Remix.run Logo
Remix clone Hacker News
new | show | ask | jobsGithub
RainyDayTmrw 3 months ago

In complete fairnes to PBs, PBs have a heck of a lot less surface area than ASN.1. You could argue, why not use a subset of ASN.1, but it seems people have trouble agreeing which subset to use.

cryptonector 3 months ago | parent [-]

I don't agree with that. PB is practically the same as DER. All the attack surface area lies in the codec, specifically in the decoder.

mananaysiempre 3 months ago | parent [-]

There are two notions of surface area here: that exposed to the external input, which must be secured, and that exposed to the programmer, which must be understood. As far as the latter is concerned, one can’t really disassociate the encoding of DER from the, well, notation of ASN.1, which, while definitely not as foreign as it may first appear, is still very rich compared to the one Protobufs use. (I do think a good tutorial and a cheat-sheet comparison to more widely used IDLs would help—for certain, obscure dusty corners and jargon-laden specs have never stopped anyone from writing the COM dialect of DCE IDL.)
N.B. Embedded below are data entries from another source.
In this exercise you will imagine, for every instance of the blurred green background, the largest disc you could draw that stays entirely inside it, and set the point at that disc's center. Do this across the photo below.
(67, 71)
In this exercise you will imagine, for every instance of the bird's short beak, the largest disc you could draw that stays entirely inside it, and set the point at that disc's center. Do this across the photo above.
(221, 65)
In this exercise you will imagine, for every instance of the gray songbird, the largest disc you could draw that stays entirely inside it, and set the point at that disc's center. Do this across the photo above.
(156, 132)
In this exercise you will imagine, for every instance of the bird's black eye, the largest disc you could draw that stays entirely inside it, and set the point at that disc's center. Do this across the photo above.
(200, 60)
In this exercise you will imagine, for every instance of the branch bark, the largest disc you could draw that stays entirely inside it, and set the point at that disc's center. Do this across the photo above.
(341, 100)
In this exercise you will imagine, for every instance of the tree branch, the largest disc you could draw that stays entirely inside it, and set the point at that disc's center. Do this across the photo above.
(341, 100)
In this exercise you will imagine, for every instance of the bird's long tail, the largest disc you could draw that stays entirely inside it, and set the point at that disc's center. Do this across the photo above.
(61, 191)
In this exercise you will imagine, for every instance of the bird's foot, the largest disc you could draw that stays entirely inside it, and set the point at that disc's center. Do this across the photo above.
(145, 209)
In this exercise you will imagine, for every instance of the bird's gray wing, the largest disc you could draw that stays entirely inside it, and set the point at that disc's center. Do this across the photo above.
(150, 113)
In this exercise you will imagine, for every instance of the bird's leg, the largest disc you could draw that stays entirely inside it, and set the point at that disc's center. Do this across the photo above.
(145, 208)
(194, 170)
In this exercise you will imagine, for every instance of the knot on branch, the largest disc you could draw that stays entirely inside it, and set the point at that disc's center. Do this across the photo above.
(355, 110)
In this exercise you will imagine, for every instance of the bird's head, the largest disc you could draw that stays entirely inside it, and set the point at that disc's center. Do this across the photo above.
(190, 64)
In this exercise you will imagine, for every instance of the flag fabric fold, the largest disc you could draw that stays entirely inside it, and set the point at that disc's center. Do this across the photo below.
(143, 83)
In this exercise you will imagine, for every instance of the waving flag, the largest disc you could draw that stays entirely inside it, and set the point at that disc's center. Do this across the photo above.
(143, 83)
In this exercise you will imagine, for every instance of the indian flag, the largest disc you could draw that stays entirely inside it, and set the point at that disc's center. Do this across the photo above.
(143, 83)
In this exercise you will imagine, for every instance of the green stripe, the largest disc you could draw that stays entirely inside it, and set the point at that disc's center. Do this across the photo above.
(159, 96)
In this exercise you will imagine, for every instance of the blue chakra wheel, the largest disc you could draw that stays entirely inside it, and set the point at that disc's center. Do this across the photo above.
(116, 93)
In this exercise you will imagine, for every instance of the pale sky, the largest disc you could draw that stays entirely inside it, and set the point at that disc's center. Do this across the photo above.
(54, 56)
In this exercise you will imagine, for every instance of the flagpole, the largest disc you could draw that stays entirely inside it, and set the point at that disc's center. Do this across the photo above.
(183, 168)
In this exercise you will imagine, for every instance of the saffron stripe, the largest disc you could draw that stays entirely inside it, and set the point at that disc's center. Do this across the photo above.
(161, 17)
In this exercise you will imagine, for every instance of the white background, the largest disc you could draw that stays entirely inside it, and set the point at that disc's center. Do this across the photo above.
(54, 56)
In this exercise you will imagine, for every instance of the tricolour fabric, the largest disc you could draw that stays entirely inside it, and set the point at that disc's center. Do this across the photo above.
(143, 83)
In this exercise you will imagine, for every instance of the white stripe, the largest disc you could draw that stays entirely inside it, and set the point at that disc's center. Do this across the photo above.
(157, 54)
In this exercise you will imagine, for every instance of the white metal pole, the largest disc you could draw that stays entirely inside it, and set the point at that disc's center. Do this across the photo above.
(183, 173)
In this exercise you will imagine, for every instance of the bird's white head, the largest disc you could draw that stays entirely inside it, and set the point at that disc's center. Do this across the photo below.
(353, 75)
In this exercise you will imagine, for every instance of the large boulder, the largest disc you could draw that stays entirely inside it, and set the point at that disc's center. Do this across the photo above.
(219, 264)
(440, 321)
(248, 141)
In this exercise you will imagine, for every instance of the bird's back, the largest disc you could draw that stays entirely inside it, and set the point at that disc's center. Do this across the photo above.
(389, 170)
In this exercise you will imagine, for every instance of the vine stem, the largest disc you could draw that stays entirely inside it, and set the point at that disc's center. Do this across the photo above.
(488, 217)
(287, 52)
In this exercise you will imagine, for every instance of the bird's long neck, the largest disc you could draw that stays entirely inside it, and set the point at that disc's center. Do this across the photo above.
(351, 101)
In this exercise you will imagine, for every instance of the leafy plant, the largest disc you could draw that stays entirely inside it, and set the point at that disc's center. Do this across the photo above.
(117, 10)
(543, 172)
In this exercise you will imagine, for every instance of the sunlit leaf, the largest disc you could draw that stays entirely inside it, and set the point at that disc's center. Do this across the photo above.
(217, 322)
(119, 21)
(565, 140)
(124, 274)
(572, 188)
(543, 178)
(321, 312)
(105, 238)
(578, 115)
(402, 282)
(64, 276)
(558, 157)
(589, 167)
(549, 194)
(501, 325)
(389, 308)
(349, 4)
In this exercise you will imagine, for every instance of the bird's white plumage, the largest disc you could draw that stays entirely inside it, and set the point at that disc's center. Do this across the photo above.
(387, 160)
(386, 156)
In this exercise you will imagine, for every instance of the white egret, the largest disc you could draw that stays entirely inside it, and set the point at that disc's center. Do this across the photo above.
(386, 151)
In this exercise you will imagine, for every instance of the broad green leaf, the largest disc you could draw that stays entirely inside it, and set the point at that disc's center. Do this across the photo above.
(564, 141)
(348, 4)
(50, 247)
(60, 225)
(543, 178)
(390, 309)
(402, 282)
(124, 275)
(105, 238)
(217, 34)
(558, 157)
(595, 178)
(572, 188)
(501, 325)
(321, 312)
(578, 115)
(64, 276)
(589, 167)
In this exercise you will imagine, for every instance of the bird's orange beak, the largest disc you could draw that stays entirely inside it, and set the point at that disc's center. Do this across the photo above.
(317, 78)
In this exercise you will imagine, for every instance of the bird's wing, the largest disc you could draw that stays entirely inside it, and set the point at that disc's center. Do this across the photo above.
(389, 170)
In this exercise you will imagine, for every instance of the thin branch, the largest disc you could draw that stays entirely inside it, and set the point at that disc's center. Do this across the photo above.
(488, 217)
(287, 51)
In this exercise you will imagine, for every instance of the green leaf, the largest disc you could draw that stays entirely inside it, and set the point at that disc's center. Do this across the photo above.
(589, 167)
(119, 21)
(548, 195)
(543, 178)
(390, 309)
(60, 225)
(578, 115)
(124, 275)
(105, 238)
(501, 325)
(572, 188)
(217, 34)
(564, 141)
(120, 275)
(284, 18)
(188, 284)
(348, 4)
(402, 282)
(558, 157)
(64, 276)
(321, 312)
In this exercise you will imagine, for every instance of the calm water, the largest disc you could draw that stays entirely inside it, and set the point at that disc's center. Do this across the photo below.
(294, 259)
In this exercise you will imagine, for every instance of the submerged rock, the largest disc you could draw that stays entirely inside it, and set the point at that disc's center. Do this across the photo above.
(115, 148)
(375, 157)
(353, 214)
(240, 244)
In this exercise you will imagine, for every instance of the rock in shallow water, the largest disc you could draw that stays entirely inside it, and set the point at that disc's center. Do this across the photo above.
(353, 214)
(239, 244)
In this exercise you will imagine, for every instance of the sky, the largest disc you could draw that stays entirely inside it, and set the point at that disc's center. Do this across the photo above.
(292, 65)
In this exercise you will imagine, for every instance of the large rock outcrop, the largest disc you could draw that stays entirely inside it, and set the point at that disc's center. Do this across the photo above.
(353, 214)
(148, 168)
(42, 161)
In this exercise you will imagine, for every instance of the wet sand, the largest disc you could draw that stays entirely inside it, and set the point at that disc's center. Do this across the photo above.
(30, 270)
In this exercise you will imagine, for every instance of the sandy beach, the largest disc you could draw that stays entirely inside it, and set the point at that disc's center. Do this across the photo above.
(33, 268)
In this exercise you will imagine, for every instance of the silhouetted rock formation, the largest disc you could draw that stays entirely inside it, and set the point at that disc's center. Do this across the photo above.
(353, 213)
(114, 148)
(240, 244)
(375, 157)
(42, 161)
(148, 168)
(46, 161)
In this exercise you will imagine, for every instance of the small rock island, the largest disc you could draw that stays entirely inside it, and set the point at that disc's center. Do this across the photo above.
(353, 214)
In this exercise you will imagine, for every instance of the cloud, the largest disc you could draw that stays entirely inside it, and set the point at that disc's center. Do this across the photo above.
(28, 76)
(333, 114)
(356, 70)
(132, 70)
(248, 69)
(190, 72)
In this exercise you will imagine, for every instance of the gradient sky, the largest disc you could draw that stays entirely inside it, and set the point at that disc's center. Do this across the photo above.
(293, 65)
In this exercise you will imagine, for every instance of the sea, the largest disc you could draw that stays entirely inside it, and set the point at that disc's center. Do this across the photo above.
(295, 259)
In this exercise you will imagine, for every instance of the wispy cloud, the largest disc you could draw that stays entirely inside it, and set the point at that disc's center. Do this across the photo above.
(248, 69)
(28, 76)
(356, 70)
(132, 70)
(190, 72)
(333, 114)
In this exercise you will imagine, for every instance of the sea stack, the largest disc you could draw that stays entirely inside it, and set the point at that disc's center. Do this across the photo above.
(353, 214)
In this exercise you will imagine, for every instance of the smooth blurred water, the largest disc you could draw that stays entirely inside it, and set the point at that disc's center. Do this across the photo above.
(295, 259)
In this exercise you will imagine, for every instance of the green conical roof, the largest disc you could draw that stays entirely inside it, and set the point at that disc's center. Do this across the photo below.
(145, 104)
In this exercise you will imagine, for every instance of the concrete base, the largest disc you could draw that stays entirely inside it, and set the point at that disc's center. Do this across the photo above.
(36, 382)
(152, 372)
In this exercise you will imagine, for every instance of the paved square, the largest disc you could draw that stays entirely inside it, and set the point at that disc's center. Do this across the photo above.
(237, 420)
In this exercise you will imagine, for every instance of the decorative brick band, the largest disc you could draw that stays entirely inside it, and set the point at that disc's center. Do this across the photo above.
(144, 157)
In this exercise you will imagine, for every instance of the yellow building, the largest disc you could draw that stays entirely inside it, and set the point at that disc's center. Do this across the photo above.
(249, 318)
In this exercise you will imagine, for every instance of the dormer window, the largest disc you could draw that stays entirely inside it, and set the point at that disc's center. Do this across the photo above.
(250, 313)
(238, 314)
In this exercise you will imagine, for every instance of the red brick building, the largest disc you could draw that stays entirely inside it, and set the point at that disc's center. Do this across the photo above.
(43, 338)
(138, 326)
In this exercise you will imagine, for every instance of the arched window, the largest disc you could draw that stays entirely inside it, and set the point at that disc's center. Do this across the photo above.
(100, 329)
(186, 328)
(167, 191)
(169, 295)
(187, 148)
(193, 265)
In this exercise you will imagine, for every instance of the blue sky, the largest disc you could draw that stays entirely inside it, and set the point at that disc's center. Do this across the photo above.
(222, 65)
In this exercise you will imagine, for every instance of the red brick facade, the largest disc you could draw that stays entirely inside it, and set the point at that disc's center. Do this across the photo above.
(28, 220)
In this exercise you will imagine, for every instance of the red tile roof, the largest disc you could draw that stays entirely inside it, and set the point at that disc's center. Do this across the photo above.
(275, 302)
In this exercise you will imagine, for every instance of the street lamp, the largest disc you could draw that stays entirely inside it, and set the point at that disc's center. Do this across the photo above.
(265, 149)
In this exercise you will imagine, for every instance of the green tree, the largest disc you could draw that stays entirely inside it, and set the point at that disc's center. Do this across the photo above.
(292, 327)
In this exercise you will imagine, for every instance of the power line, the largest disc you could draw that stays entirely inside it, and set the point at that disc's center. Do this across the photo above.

Even if we restrict ourselves to the former notion, the simple first stage of parsing that handles DER proper is not the only one we have to contend with: we also have to translate things like strings, dates, and times to ones the embedding environment commonly uses. Like, I’m the kind of weird pervert that would find it fun to implement transcoding between T.61 and Unicode faithfully, but has anyone ever actually put T.61 in an ASN.1 T61String? As far as I know, not as far as PKIX is concerned—seemingly every T61String in a certificate just has ISO 8859-1 or *shudder* even Windows-1252 inside it (and that’s part of the reason T61Strings are flat out prohibited in today’s Web PKI, but who can tell about private PKIs?). And I’ll have to answer questions like this about every one of a dozen obscure and/or antiquated data types that core ASN.1 has (EMBEDDED PDV anyone?..).

cryptonector 3 months ago | parent [-]

> There are two notions of surface area here: that exposed to the external input, which must be secured, and that exposed to the programmer, which must be understood. As far as the latter is concerned, one can’t really disassociate the encoding of DER from the, well, notation of ASN.1, [...]

I disagree. I say that as a part-time maintainer of an open source ASN.1 stack that generates ergonomic C from ASN.1.

> I do think a good tutorial and a cheat-sheet comparison [...]

For ASN.1? There's a great deal of content out there, and several books. I'm not sure what more can be done. Tutorials? Look around this thread. People who can't be bothered with docs nowadays also can't be bothered with tutorials -- they just rely on LLMs.

> Like, I’m the kind of weird pervert that would find it fun to implement transcoding between T.61 and Unicode faithfully, but has anyone ever actually put T.61 in an ASN.1 T61String?

Me too, but as you note, no one really does that. My approach as to PKIX is to only-allow-ASCII for string types other than UTF8String.

> And I’ll have to answer questions like this about every one of a dozen obscure and/or antiquated data types that core ASN.1 has (EMBEDDED PDV anyone?..).

Now do C++!

A "modern" subset of ASN.1 is not that much smaller than x.680 + all of x.681, x.682, and x.683.